Christine Kaufmann

Christine Kaufmann

Leben & Werk

Ätherische Schönheit mit Engelsgesicht, Madonnenlächeln und verführerisch traurigen Augen. Vom Kinderstar über die Ehefrau an der Seite von Hollywood-Star Tony Curtis und Rollen als weltfremde Schöne, von Selbsterfahrungstrips nach Indien und Scheidungen bis zur Autorin von Schönheitsberatern, hatte Christine Kaufmann eine bewegte Karriere hinter sich. Jahrelang wegen ihres attraktiven Aussehens besetzt, gingen schauspielerischen Talente häufig unter, machten Nacktaufnahmen von ihr oder ihrer Tochter mehr Schlagzeilen, als Leistungen in Film und Fernsehen oder auf der Bühne. Wie Generationskollegin Iris Berben war die mehrfache Großmutter mit zunehmendem Alter attraktiv geblieben.

Christina Maria Kaufmann wurde 1945 in Gröbming/Steiermark in Österreich geboren und gehörte mit sieben Jahren zum Ballettensemble der Bayerischen Staatsoper. Sie debütierte 1953 im Film und wurde 1954 als Johanna Spyris “Rosen-Resli” in Harald Reinls Heimatfilm Kinderstar. Ihre blondgefärbte Resli rührte die Nation zu Tränen, sie lockte als “Stimme der Sehnsucht” oder Heinz Erhardts kleiner Liebling (“Witwer mit fünf Töchtern“, “Der letzte Fußgänger”). Mit vierzehn ging sie als frühentwickelte Filmliebhaberin nach Italien (“Rote Lippen – schlanke Beine”), drehte Monumentalfilme (Sergio Leones “Die letzten Tage von Pompeji“, “Konstantin der Große”) und fiel in Hollywood im Thriller “Stadt ohne Mitleid” auf.
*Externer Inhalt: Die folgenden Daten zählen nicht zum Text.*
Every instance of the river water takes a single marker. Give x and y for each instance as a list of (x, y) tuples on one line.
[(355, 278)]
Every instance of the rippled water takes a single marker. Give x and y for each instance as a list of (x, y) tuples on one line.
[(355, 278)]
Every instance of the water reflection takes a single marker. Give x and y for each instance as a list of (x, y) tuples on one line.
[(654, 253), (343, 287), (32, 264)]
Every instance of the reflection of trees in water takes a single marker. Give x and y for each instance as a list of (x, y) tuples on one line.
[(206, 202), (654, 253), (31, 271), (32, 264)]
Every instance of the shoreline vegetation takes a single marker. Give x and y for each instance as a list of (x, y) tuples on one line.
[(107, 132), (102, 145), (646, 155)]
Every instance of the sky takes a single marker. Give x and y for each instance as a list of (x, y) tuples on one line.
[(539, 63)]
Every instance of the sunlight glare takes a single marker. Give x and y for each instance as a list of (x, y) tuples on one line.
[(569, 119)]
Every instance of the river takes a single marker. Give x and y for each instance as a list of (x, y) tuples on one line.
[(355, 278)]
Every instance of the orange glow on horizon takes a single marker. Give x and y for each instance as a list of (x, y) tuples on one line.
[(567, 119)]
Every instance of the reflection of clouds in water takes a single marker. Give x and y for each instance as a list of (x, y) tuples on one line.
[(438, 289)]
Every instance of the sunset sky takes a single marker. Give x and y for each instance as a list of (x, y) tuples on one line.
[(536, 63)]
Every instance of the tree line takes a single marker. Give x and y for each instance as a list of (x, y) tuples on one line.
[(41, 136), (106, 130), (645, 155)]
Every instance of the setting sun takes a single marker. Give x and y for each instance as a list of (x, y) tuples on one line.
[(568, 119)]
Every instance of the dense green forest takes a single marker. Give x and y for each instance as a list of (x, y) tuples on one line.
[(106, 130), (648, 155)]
Die Rolle der “Lolita” in Stanley Kubricks Nabokov-Adaption lehnte sie ab. Auf dem Set von J. Lee Thompsons Abenteuerfilm “Taras Bulba” lernte sie Weltstar Tony Curtis kennen und heiratete ihn.
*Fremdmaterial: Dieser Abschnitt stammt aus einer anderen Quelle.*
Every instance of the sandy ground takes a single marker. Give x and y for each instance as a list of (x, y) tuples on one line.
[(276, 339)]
Nach der Scheidung 1968 kehrte Kaufmann nach Deutschland zurück, arbeitete mit Regisseuren des Neuen Deutschen Films wie Rainer Werner Fassbinder (“Welt am Draht”, Lili Marleen”, “Lola”), Werner Schroeter (“Tag der Idioten”) und Peter Zadek (exzentrische Aristokratin in “Die wilden Fünfziger”) und verwirrte als Doppelgängerin einer Schaufensterpuppe (“Begegnungen”) oder Gattin des Malers Egon Schiele (“Exzesse”). Kaufmann erkämpfte sich die Rolle einer Mutter von vier Kindern in Percy Adlons “Die Schaukel” und blieb umwerfend komisch als Ruth Maria Kubtischeks zickige Freundin Olga mit Brille und Zahnspange in Helmut Dietls TV-Serie “Monaco Franze” in Erinnerung. Seitdem wechselte sie zwischen Bühnenauftritten (“Die Herzogin von Amalfi” am Hamburger Schauspielhaus”), TV-Serien (“Nachbarn”, Lorentz & Söhne”, “Die Insel”, Harald & Eddi”) und wenigen Kinofilmen (“Out of Rosenheim“, “Der Geschichtenerzähler”, “Caipiranha“).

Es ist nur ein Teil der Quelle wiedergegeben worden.